A former student has planned a protest that would bring rifle-slinging protesters to the National Mall this summer – which he has acknowledged will likely lead to his arrest.
Adam Kokesh, an outspoken radio host who attended the Graduate School of Political Management, said the “safe demonstration” would challenge the constitutionality of the District’s law against openly carrying arms. But he said he would not back down, even if confronted by D.C. law enforcement officers during the July 4 march.
“I think it’s an important way to assert self-ownership and assert the right to bear arms,” he said in an interview last week. “Those who are pro-gun fundamentally are afraid of the government when it comes to asserting their rights.”
The District, along with six states, prohibits openly carrying a loaded weapon of any kind. The city once had a ban on handgun ownership as well, until the Supreme Court struck down that law five years ago.
If he is arrested, Kokesh said he would bring his case to court, and added that others will submit themselves to arrest “only if they choose to.” Nearly 3,800 people have indicated on the event’s Facebook page that they will attend the march.
Metropolitan Police Department Chief Cathy Lanier said in an interview with News Channel 8 last week that the march was not an act of civil disobedience, despite Kokesh’s statements. She called it a criminal offense.
“Hopefully we’ll be able to work with them and get them to do the civil disobedience the right way,” Lanier said, adding that MPD had not made contact with Kokesh yet.
MPD spokeswoman Gwendolyn Crump declined to comment on the march, referring The Hatchet to the News Channel 8 interview.
Protesters, both armed and unarmed, will meet at the National Cemetery and walk across the Memorial Bridge, down Independence Avenue, around the Capitol and Supreme Court buildings and past the White House, according to the event’s Facebook page. At least 10,000 people must sign up before June 1 for the march to happen.
Kokesh, who said he would do away with the federal government if he could, refused to admit his political preferences in an interview.

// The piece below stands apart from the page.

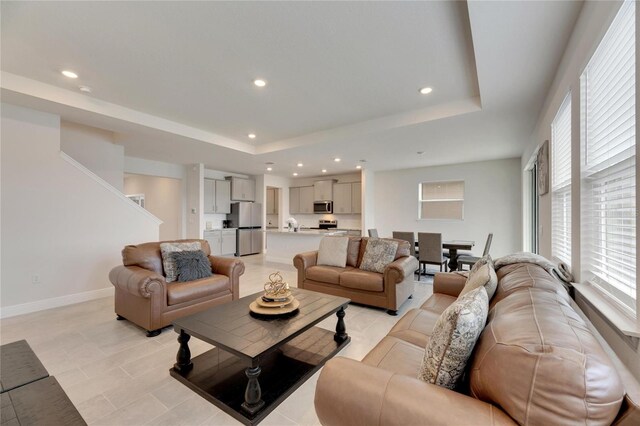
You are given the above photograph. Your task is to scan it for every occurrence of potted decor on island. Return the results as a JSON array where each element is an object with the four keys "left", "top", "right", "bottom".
[{"left": 286, "top": 217, "right": 298, "bottom": 232}]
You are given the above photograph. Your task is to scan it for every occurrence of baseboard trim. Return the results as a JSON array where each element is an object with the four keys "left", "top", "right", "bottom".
[{"left": 0, "top": 286, "right": 113, "bottom": 318}]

“I try not to stand politically. I try to stand on principle,” said Kokesh, who attended graduate school at GW from spring 2007 to summer 2008. “I’m not really political as much as I am anti-political. I don’t think we should be using government to solve problems.”
He said he plans to work with D.C. law enforcement agencies and ask them to provide an escort to the procession. Kokesh said he has spoken to a number of officers outside the District who plan to join the march because they “want the population to be responsibly armed.”
“The people who don’t support that are the bad cops that you really have to worry about,” Kokesh said.
Plans for the protest came weeks after a gun control bill failed in the Senate, which the National Rifle Association had staunchly opposed.
Kokesh, who now runs the podcast “Adam vs. The Man” on his YouTube channel, was one of seven students who launched a controversial poster campaign at the University in 2007. He helped create satirical fliers that read “Hate Muslims? So do we!!!” in opposition to an upcoming conservative event, featuring activist David Horowitz, called Islamo-Fascism Awareness Week.
A former U.S. Marine, Kokesh became a member of Iraq Veterans Against the War a few months before he helped organize the poster campaign. He left the University in 2008, and has been arrested multiple times for protesting.
“I found other things to do than sit through grad school,” Kokesh said. “I wanted to inspire people to recognize that they are free, beautiful, independent human beings and they should assert that.”
In 2004, Kokesh was prevented from serving a second tour in Iraq when he brought home a pistol from the war. He was demoted from sergeant to corporal, and a military panel gave him a general discharge under honorable conditions in 2007 after he appeared at an anti-war demonstration in uniform.
Kokesh disrupted former presidential candidate John McCain’s speech during the Republican National Convention in 2008 by holding a sign that read “McCain Votes Against Vets.”
He later ran for a New Mexico seat in the House of Representatives in 2010, backed by three-time presidential candidate Ron Paul, but lost in the Republican primary.